Alter Ego by K.A. Masson
About Alter Ego:
Alex Kendrew is juggling single parenthood, work and dating; with a wild, impetuous streak that’s hard to keep in check, she struggles to find a balance and feels perpetually guilty for the choices she makes.
In K.A. Masson’s domestic noir thriller, Alex begins a passionate affair when an old flame gets in touch. But one morning, the police arrest her for his attempted murder. Someone is framing her; can she prove her innocence as the evidence mounts against her?
Buy Alter Ego today and start reading this fascinating portrayal of a woman caught between her desires and responsibilities.
Excerpt:
‘Mum, wake up. Mum, there’s someone at the door.’
I was dreaming, surely. My son had finally passed the age where he woke up at five every single morning. Still, the arrival of parenthood brought with it an end to uninterrupted nights and, for me anyway, the ability to sleep through anything.
Except for on this occasion. It wasn’t a dream. Ned was shaking my shoulder, with all the strength his whippet-thin, seven-year-old frame would allow.
‘What is it, darling?’ I asked, not quite managing to open my eyes.
‘There’s someone at the door... can’t you hear?’
I hadn’t, but my fuggy head was a reminder that I’d taken a couple of sleeping pills at two in the morning. Banging, then the metallic clatter of the doorbell for six or seven seconds, more banging. I leapt out of bed and grabbed my dressing gown. ‘Stay there, I’ll just be a minute.’
As I darted down the stairs, I could see blue lights flashing through the first-floor window.

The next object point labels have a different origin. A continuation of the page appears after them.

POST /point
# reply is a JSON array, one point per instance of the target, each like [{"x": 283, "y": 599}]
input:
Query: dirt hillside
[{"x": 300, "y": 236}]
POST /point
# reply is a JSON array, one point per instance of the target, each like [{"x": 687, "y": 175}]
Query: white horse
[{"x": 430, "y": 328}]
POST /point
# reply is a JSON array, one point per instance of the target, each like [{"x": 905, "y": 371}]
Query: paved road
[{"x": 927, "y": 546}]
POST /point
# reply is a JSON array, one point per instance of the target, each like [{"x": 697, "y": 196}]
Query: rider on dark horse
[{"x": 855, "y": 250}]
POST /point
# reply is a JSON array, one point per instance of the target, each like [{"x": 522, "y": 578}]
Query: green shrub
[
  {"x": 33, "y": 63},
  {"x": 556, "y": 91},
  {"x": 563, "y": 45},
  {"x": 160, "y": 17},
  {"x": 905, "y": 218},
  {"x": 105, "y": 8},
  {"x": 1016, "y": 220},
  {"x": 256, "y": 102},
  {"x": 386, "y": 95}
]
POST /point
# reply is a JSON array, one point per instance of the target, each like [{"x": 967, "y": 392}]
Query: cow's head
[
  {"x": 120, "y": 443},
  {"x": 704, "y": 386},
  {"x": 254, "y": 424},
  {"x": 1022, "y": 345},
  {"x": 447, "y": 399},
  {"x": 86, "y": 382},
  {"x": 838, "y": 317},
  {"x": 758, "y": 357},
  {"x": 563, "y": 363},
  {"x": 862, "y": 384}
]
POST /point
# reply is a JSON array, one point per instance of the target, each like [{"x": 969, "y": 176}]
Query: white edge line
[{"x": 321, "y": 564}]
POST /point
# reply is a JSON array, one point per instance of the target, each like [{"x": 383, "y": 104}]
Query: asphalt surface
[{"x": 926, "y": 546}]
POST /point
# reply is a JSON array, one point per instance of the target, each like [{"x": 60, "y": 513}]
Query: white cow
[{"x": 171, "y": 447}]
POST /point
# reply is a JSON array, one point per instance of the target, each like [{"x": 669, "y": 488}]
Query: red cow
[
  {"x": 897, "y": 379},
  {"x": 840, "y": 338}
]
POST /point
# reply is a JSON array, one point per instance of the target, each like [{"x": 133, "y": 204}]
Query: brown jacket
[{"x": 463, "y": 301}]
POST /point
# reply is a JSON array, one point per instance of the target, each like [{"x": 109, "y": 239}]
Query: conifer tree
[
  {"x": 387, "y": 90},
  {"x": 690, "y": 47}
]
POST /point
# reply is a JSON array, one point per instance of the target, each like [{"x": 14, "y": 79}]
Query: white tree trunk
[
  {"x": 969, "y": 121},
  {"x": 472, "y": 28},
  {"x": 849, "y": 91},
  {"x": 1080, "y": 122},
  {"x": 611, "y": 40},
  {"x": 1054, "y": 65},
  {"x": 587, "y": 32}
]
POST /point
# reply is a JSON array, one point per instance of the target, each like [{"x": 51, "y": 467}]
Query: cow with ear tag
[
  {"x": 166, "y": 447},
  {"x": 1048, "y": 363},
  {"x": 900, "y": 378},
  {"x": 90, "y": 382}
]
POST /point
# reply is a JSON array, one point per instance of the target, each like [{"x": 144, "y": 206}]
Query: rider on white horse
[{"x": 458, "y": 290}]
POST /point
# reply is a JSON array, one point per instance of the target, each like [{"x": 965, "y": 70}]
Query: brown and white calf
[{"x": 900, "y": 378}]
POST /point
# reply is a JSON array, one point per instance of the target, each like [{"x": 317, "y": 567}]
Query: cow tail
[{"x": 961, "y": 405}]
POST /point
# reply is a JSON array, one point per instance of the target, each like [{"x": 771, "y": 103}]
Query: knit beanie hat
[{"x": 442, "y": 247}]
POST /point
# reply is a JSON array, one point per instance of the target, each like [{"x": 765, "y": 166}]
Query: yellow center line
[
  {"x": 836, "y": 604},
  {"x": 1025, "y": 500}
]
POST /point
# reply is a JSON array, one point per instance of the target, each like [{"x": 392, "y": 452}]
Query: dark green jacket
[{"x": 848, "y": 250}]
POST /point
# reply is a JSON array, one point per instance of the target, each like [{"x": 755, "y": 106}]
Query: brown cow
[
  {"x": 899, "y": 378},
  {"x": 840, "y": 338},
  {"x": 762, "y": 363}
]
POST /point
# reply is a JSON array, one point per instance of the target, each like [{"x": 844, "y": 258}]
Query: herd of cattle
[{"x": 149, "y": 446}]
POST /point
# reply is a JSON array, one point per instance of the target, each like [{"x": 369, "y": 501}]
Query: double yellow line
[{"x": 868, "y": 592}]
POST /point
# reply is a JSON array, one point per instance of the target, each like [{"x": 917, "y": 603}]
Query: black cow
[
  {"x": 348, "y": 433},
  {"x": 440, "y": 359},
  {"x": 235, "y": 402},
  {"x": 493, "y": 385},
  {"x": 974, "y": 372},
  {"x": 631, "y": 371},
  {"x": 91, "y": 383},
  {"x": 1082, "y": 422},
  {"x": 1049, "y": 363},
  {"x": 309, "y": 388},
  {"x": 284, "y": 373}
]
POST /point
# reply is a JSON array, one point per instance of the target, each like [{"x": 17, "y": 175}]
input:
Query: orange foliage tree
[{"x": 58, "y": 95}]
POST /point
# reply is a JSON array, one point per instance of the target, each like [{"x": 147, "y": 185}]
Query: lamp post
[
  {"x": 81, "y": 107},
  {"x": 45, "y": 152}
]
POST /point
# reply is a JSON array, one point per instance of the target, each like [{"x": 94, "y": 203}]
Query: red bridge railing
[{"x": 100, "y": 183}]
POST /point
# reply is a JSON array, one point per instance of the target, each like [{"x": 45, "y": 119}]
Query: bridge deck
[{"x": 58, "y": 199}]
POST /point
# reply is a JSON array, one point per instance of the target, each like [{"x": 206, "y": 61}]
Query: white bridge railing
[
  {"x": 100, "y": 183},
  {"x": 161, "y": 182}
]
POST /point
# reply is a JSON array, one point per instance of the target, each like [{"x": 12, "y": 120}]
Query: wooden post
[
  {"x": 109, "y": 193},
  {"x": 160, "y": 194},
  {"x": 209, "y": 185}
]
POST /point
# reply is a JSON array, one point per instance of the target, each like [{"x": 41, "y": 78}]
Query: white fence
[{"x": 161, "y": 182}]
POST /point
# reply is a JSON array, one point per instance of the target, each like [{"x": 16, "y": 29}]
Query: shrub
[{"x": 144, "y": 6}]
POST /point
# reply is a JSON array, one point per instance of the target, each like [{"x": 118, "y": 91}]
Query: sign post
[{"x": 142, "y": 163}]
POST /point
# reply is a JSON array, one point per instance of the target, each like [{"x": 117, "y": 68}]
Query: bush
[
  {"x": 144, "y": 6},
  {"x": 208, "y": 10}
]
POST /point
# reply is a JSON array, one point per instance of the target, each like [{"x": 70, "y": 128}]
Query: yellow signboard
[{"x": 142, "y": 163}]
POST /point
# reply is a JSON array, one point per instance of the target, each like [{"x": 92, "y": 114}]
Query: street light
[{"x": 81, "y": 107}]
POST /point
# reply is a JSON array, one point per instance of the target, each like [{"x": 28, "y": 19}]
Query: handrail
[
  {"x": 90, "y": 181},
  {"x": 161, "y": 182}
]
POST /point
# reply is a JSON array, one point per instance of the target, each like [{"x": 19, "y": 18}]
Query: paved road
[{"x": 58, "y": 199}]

Another round of pounding, accompanied by a low bellow through the letterbox. ‘Police, open up.’
As I ran down the last flight of stairs, two thoughts formulated in my head. One: something similar to what had happened one night a few months ago. A man, trying to escape from a criminal gang, I found out later, had got cornered in our back garden. He’d pleaded with me to let him in through the patio doors. Yes, he did have the fear of God
in his eyes. But he must have been nuts to think I was going to invite him in. Instead I’d picked up the phone and called 999. He spat on the glass, told me I was a ‘fucking bitch’, and shinned over the fence into our neighbour’s garden.
Two: Sean, Ned’s dad, my ex, had killed himself. Or attempted to. It wouldn’t have been the first time. Or the second. For the last few years, I’d kind of expected it to happen at some point, a knock at the door from the police, just like this.
As I reached the bottom of the stairs, the internal debate I was having over which scenario was more likely was brought to an abrupt halt by more hammering. I tried to turn the Chubb key in the bottom lock, my hands shaking uncontrollably.
‘What’s going on? You’re going to break the door down.’ I finally managed to open it, forgetting the chain was still on.
‘Alexandra Kendrew?’
The chain stopped the door opening by more than a few inches. All I could see was the upper body of a man, taller than me, around thirty, unshaven, wearing a short-sleeved white shirt underneath a tight, thick bodywarmer.
I answered through the small gap. ‘Yes, that’s me, what’s going on?’
Without warning the hallway erupted with the shrill screech of the burglar alarm. I ran to turn it off.
‘Take the chain off immediately or we’ll force entry,’ he barked.
I could just hear Ned’s voice above the noise. ‘Who is it? Why are they shouting?’ I turned round for a moment and saw that he’d appeared at the bottom of the stairs, hands covering his ears, his blue furry penguin held tightly by one foot. As I undid the chain, I turned to him again. ‘Don’t worry, it’s nothing. Go back upstairs.’
The door was flung open. The young officer I’d seen through the gap in the door grabbed my arm and pushed me against the wall, using one elbow to pin me in place. I winced, my shoulder muscles screaming as he pulled my wrists together behind my back and closed the handcuffs around them.